Backup Laurent Brossoit was picked up over the summer with little attention, but he has been a big addition to the Jets. If Connor Hellebuyck is to be healthy and rested for the playoffs he can’t be playing 67 games as he did last season. The Jets couldn’t count on their backups in 2017-18, but Brossoit has already played 10 games with a .939 save percentage. That kind of performance should give Winnipeg more confidence to rest their starter more often than they had in the past.
The mark of a great team, Winnipeg is remarkably consistent. Lucky to be mostly healthy to this point, the Jets have lost two in a row only twice — Nov. 21 and 23, and Dec. 27 and 29. Funny enough, in both instances the Jets lost to Calgary and Minnesota in sequence. Winnipeg has yet to lose three games in a row and hit the halfway mark winners of nine of their past 13.
With a 26-13-2 record that has them as the seventh-best team after 41 games, there’s not really a lot of bad to look at here. If there is one area that could use improvement, though, it’s five-on-five play. The Jets were a top-five offence in this category last season, but with 81 goals to this point they currently sit in the bottom half of the league as scoring goes up.
But even this can be offset with some good news as they don’t give up a lot at five-on-five either. Winnipeg is still plus-two in goal differential, which is 13th-best in the league, but still well behind the likes of Toronto (plus-26), Washington (plus-25) and rival Nashville (plus-20).
A key to turning this around will be adding more depth scoring. While the top two lines are elite, the offence falls off fairly rapidly after that. Mathieu Perreault’s 16 points are the most from a bottom-six player and only two others, Brandon Tanev (15) and Adam Lowry (12) have more than 10 points.
TRADE DEADLINE LOOKAHEAD
GM Kevin Cheveldayoff finally shook his reputation as a deadline day observer and jumped head-first into the market last season by acquiring Paul Stastny after striking out on Derick Brassard a few days before. Stastny’s addition moved Bryan Little down to the third line and gave opponents a heck of a lot more to worry about.

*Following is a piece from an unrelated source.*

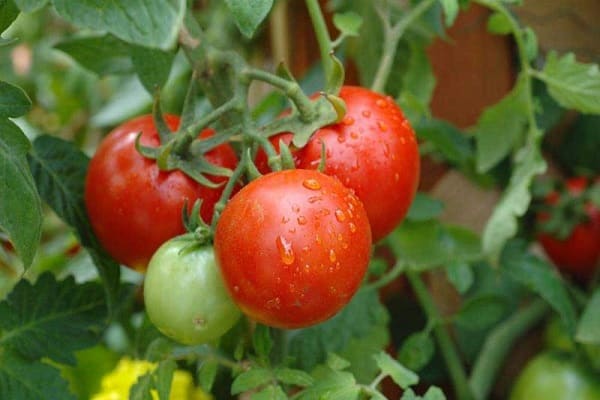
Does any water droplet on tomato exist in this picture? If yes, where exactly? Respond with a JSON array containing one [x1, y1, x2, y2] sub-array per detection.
[[377, 120, 388, 132], [394, 173, 400, 182], [266, 297, 281, 310], [281, 216, 290, 224], [376, 98, 387, 108], [308, 195, 322, 203], [337, 233, 343, 241], [292, 204, 300, 213], [362, 109, 371, 118], [400, 136, 406, 144], [350, 131, 359, 139], [349, 222, 357, 233], [342, 116, 355, 126], [303, 179, 321, 190], [337, 134, 346, 143], [297, 215, 307, 225], [233, 285, 240, 293], [276, 235, 295, 265], [335, 209, 346, 222], [329, 249, 337, 263]]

The question for the Jets is: who is this year’s Stastny? The Jets will start facing a cap crunch next season when Patrik Laine, Kyle Connor and Jacob Trouba (if he’s not dealt this summer) will all return with new, much bigger contracts. And Josh Morrissey is owed a new deal one year later.

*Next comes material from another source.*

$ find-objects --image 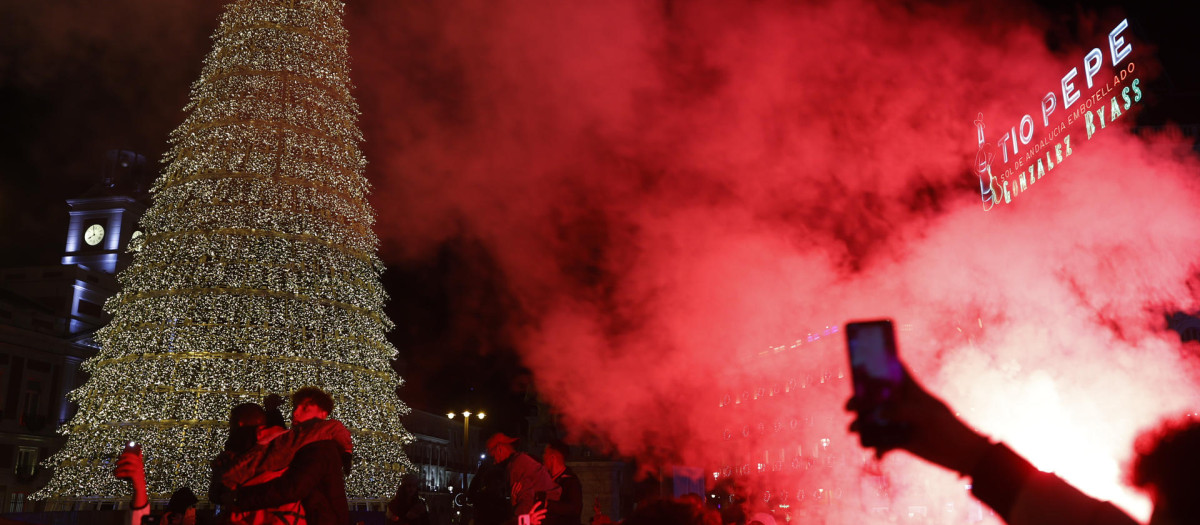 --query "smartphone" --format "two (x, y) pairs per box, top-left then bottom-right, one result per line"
(123, 441), (142, 456)
(845, 320), (908, 444)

So although Winnipeg is still on the younger side, the reality is tough decisions are ahead.
Cheveldayoff has been quiet more often than not on the trade market, but it’s time for him to be more aggressive to try and push this group to a championship. If they can add another second-line centre this year it’d be a huge win.

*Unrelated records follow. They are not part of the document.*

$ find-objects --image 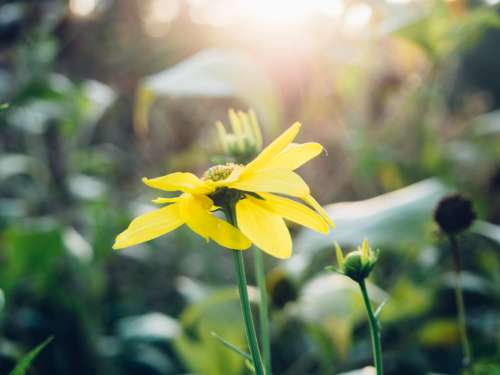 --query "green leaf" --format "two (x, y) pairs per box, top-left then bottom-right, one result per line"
(374, 298), (389, 319)
(210, 332), (251, 361)
(80, 80), (116, 128)
(474, 360), (500, 375)
(0, 154), (46, 180)
(135, 49), (281, 135)
(117, 312), (181, 342)
(174, 288), (253, 375)
(473, 221), (500, 245)
(291, 178), (449, 276)
(381, 279), (433, 322)
(293, 273), (387, 358)
(417, 319), (460, 347)
(324, 265), (338, 273)
(389, 4), (500, 61)
(338, 367), (376, 375)
(2, 220), (65, 295)
(8, 336), (53, 375)
(473, 109), (500, 136)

On top of that, Winnipeg may also be interested in some experienced depth up front and for the third-pair on defence. Some of the kids such as Mason Appleton and Sami Niku are just about NHL-ready, but it may be more helpful to pick up a couple of semi-cheap players who have been there before.
MOST IMPORTANT STORYLINE OF THE SECOND HALF
Things haven’t been as easy for Hellebuyck this season, but for Winnipeg to have any chance at the Cup he needs to be in prime form.
In 2017-18 every month was a good one for Hellebuyck, with a .911 save percentage in February being the low point. This year he hits the halfway mark with a .910 save percentage that ranks 20th in the league, mostly due to a slow start by his standards. He has a .757 high danger save percentage that is nothing special at all — Hellebuyck has allowed the third-most goals from this area of the ice league-wide.
The good thing is that he’s gotten better as the season has gone along. His performance is something to watch in the second half. But make no mistake — this team is very much one of the top favourites to win it all.